One of the most exciting specifications of the EOS M5 is without a doubt the Dual Pixel CMOS AF.
Canon’s advanced phase detection system has been referred to as one of, if not the best AF system of its kind and is effective not only for stills but also for video. (Canon employs it in its Cinema series of camcorders as well as some DSLRs including the 80D and the recent 5D mark IV.) The camera uses the 24 million phase-difference sensors (present on over 80% of the entire sensor surface) to quickly and smoothly lock onto the subject. The AF area includes 49 points and there is also an AF Zone with 9 points available. You also get Face detection + Tracking using the touch screen. For manual focus, you get peaking and magnification assists.
The EOS M5 can shoot up to 7fps with continuous AF and 9fps with the AF locked on the first frame. The shutter mechanism has a fastest maximum speed of 1/4000s. There is no mention of an electronic shutter which means no silent mode or extended shutter speeds. The camera has an Easy Panning mode where it automatically selects the optimal shutter speed by analyzing the camera’s panning speed and how fast the subject is.
Concerning video, the camera can shoot in Full HD up to 60fps in MP4 format with a max. sensitivity of ISO 6400. Canon talks about a 5-axis stabilization system for video but the name is a little misleading: basically the camera combines software stabilization and the optical stabilization of select lenses (the EF-M 18–150mm f/3.5–6.3 IS STM and the EF-M 15–45mm f/3.5–6.3 IS STM, a lens firmware update will be required). With a non-compatible lens, digital stabilisation is still available.

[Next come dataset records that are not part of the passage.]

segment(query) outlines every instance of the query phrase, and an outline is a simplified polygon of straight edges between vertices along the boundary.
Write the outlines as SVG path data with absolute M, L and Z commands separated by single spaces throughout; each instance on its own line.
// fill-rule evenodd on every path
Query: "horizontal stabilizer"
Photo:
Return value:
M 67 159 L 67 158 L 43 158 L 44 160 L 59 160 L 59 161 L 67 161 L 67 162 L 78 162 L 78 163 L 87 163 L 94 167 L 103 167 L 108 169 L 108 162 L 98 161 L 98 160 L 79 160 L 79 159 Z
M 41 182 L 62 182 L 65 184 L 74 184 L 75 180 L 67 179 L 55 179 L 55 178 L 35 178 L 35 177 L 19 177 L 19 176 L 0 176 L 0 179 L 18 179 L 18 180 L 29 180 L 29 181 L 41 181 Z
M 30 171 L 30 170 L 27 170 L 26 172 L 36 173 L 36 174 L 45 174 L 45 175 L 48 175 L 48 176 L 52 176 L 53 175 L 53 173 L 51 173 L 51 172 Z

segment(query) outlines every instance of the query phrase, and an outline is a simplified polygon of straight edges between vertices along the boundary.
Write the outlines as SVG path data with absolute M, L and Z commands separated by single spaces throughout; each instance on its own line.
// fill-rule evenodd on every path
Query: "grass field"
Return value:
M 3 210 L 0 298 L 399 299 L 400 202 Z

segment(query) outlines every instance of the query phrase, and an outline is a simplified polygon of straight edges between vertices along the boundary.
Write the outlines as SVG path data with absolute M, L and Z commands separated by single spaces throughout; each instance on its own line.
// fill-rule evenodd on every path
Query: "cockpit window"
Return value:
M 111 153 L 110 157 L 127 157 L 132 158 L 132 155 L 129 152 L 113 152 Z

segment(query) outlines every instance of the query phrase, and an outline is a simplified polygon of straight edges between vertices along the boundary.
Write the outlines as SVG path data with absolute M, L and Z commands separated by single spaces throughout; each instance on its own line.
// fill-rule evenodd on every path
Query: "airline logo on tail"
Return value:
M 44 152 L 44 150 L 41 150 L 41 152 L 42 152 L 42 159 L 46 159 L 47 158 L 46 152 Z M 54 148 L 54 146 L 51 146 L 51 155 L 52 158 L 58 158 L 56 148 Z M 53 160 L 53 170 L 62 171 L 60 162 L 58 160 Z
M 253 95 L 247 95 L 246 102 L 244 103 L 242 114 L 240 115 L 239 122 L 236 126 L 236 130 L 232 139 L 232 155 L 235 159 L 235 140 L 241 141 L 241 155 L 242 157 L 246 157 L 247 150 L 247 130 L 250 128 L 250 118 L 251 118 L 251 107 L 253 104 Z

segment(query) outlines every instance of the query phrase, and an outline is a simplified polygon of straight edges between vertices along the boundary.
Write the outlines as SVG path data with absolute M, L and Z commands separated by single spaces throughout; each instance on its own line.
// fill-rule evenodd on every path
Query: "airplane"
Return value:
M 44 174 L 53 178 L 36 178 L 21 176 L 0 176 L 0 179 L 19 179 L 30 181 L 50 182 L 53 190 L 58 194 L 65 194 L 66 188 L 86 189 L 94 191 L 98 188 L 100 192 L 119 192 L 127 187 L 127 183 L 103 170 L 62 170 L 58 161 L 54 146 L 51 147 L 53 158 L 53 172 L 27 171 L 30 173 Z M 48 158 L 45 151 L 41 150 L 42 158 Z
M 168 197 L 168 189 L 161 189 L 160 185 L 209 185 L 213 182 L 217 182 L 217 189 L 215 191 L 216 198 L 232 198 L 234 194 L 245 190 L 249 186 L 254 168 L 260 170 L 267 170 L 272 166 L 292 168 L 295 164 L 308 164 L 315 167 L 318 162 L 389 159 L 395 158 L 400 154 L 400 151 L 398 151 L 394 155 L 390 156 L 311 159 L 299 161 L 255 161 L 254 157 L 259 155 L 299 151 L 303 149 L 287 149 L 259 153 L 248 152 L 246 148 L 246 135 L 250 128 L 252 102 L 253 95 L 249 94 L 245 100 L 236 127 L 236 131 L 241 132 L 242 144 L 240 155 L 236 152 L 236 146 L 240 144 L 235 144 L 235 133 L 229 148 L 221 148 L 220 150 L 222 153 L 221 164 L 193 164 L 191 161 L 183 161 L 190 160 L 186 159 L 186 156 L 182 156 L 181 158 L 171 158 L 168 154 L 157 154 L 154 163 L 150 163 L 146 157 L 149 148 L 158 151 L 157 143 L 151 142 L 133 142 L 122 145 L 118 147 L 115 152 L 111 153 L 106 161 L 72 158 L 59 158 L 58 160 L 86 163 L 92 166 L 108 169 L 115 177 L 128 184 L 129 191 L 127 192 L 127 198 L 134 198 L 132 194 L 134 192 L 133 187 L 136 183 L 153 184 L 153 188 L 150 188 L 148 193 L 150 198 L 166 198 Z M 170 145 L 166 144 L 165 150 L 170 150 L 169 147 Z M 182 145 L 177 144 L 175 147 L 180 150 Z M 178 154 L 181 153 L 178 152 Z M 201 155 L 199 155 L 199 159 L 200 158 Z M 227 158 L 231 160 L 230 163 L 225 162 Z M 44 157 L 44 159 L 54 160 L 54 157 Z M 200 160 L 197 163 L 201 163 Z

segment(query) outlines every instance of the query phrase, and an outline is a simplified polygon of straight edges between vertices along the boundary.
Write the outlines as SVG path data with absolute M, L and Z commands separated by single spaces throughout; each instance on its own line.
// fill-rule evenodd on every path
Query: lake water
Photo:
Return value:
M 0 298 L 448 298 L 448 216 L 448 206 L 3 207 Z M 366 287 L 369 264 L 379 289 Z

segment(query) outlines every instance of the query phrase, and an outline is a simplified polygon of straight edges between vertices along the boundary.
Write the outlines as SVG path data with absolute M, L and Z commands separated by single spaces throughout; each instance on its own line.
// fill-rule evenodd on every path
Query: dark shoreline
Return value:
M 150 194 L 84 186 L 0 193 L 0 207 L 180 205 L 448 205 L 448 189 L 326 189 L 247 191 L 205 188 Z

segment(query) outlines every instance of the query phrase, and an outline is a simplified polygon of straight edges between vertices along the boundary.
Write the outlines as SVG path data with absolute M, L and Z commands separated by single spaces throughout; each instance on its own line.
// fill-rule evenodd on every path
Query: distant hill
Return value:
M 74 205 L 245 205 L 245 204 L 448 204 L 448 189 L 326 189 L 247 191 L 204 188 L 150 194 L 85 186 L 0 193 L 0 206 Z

Finally, the EOS M5 is packed with wireless options: you can use WiFi, NFC and Bluetooth. The last option is the most interesting because of the low-energy Bluetooth® Smart feature that allows you to maintain a constant connection between the camera and mobile device for remote control purposes (similar to what you could do with some Samsung cameras) without sacrifying the operability of the camera itself.
The battery life is good for 295 shots and 420 shots with the ECO Mode enabled.
Along with the camera, Canon also introduced the EF-M 18-150mm f/3.5-6.3 IS STM all-purpose zoom lens (29–240mm equivalent). It has a compact and lightweight design and optical stabilisation with up to 4 stops of compensation. There are now 7 lenses with the native EF-M mount.
The EOS M5 has some interesting specifications. The Dual Pixel CMOS AF system should be able to compete with the AF systems of the a6300 or Fujifilm X-T2 which makes the camera very interesting for action photography. The touch screen seems large with lots of resolution and it’s nice to finally see an EOS M camera with a built-in viewfinder. However the system is far from the most appealing on the mirrorless market: the video department still lags behind the competition (even Fujifilm has started to implement 4K) and the lens selection is not the best. Yes, there are 7 of them but only one fast prime and lots of slow and non-constant aperture zoom lenses. The M5 is a nice upgrade but Canon doesn’t seem interested in overtaking its competitors for the time being. But as with every camera, a conclusion can only be drawn after a thorough test.
The EOS M5 will be available in November 2016 for the estimated retail price of $980 body only, $1100 with the EF-M 15-45mm/F3.5-6.3 zoom kit lens and $1480 with the new EF-M 18-150mm f/3.5-6.3 IS STM. The 18-150mm is also sold separately at $500.